The Trendy Grocery Store That Sold Everything and Nothing

The Trendy Grocery Store That Sold Everything and Nothing

Published on August 12, 202511 min read

What you'll learn:

  • A business with a clear, focused value proposition is much stronger than one that tries to sell a little bit of everything.
  • Early struggles and failures can be the most valuable sources of learning for an entrepreneur.
  • Deeply analyzing sales data, even in a small retail store, can reveal unexpected insights that can lead to a major strategic pivot.

Prologue: The Perfect Store

Wang Ning had a vision for the perfect store. It was the early 2010s, and he had just graduated from university. He was a fan of the trendy, curated retail stores in Hong Kong and Japan, like Log-On, which were treasure troves of cool gadgets, unique stationery, and fashionable accessories. Mainland China, he realized, had nothing like it.

He envisioned a "trendy grocery store for young people," a place where you could buy everything from makeup and electronics to snacks and toys. It would be a one-stop shop for the young, urban Chinese consumer.

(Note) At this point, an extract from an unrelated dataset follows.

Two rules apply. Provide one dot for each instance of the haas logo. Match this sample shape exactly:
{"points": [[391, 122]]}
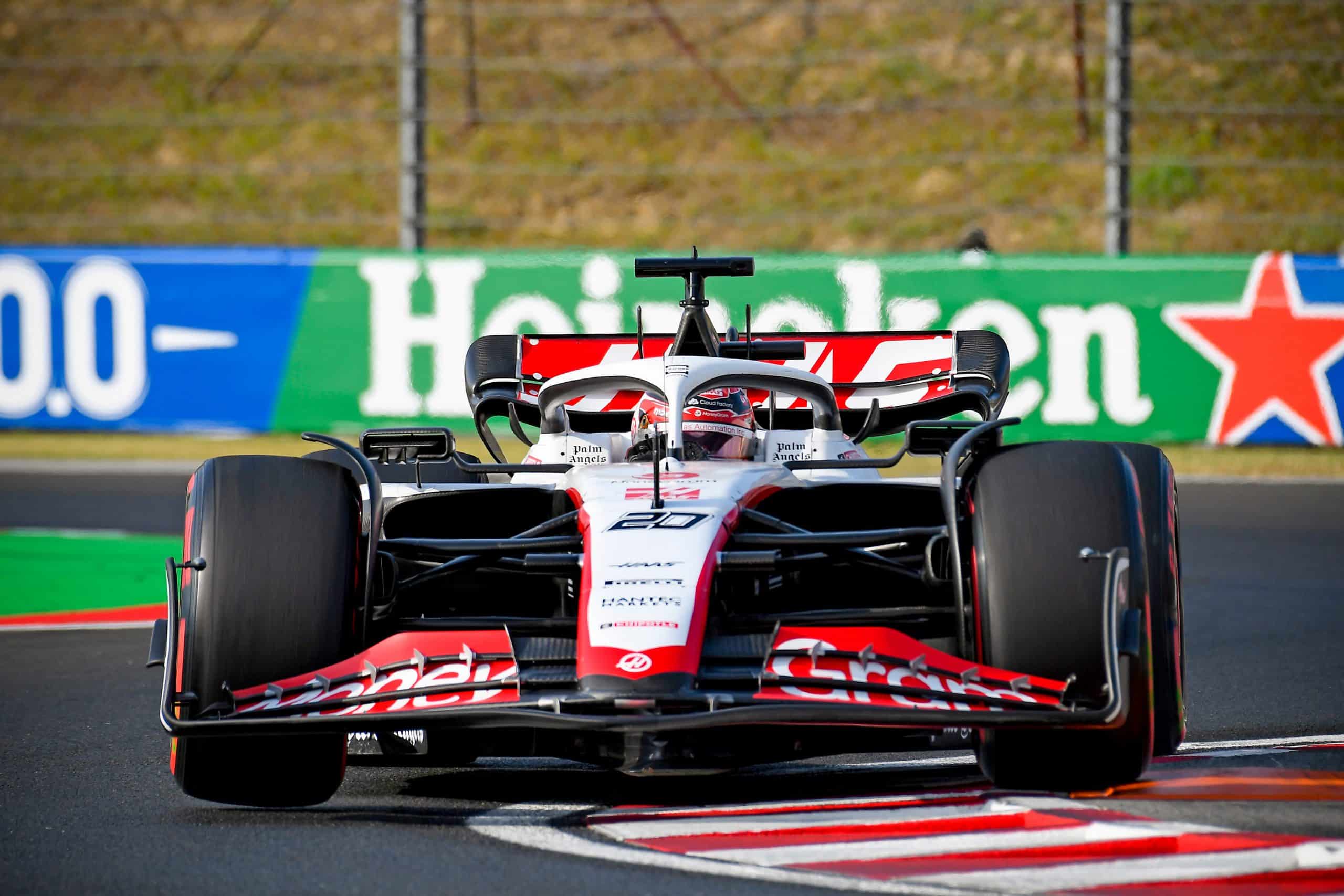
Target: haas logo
{"points": [[634, 662]]}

With this vision in his mind, he scraped together his savings, got a small investment from his family, and in November 2010, opened the first Pop Mart in a high-end shopping mall in Beijing's Zhongguancun district. He was 23 years old, and he was sure he had a winning idea. He was about to learn just how wrong he was.

Act I: The Retail Nightmare

The first few years of Pop Mart were a slow-motion disaster. The store was beautifully designed, but the customers were not coming. The business model was fundamentally flawed.

Because the store sold such a wide variety of products, it was impossible to manage the inventory effectively. Some products would sell out, while others would gather dust on the shelves for months. The company's cash was constantly tied up in a mountain of unsold goods.

The brand had no clear identity. It was a store that sold everything, which meant it was known for nothing. A customer might buy a phone case one day but would have no reason to come back the next. There was no loyalty, no community, no hook.

The financial losses were staggering. The company was burning through cash, and employee morale was plummeting. At one point, all the staff at the original store quit, leaving Wang Ning with no choice but to work the cash register himself, seven days a week. Staring at the empty aisles, he had to confront a painful reality: his vision of the perfect store was a failure.

Act II: The Glimmer of Hope

In the midst of this struggle, Wang Ning, a meticulous and data-obsessed founder, began to pore over his sales reports, looking for any sign of life. He found one, in the most unexpected of places.

A small, niche product, a line of collectible Japanese figurines called Sonny Angel, was consistently selling out. What was remarkable was not just the volume of sales, but the passion of the customers. They would come back again and again, not just to buy one, but to collect the whole series. They would trade them with their friends and post pictures of their collections online.

The key to Sonny Angel's appeal was its sales mechanic: the "blind box." The figurines came in sealed, identical boxes. The customer never knew which character they were getting until they opened it. This element of surprise, combined with the thrill of collecting a full set, was incredibly addictive.

Wang Ning later recalled that in 2015, Sonny Angel alone was generating 30% of the company's total revenue, despite taking up a tiny fraction of the shelf space.

Epilogue: The Painful Pivot

The data was undeniable. Wang Ning had spent years trying to build a store that sold everything, but his customers were telling him they wanted just one thing: the thrill of the hunt, the joy of collecting these quirky little toys.

He made the most difficult and important decision of his entrepreneurial career. He decided to kill the dream that had started the company. He would pivot Pop Mart away from the "trendy grocery store" model and focus it entirely on this new and exciting world of "art toys."

It was a huge risk. He would have to get rid of 95% of his existing product lines and suppliers. He would have to transform his company's entire identity. But he knew it was the only path forward.

The early years of struggle had been a painful but invaluable education. He had learned what didn't work. And in the process, buried deep in his own sales data, he had stumbled upon a secret, a key that would unlock a billion-dollar empire. The trendy grocery store was dead. The art toy revolution was about to begin.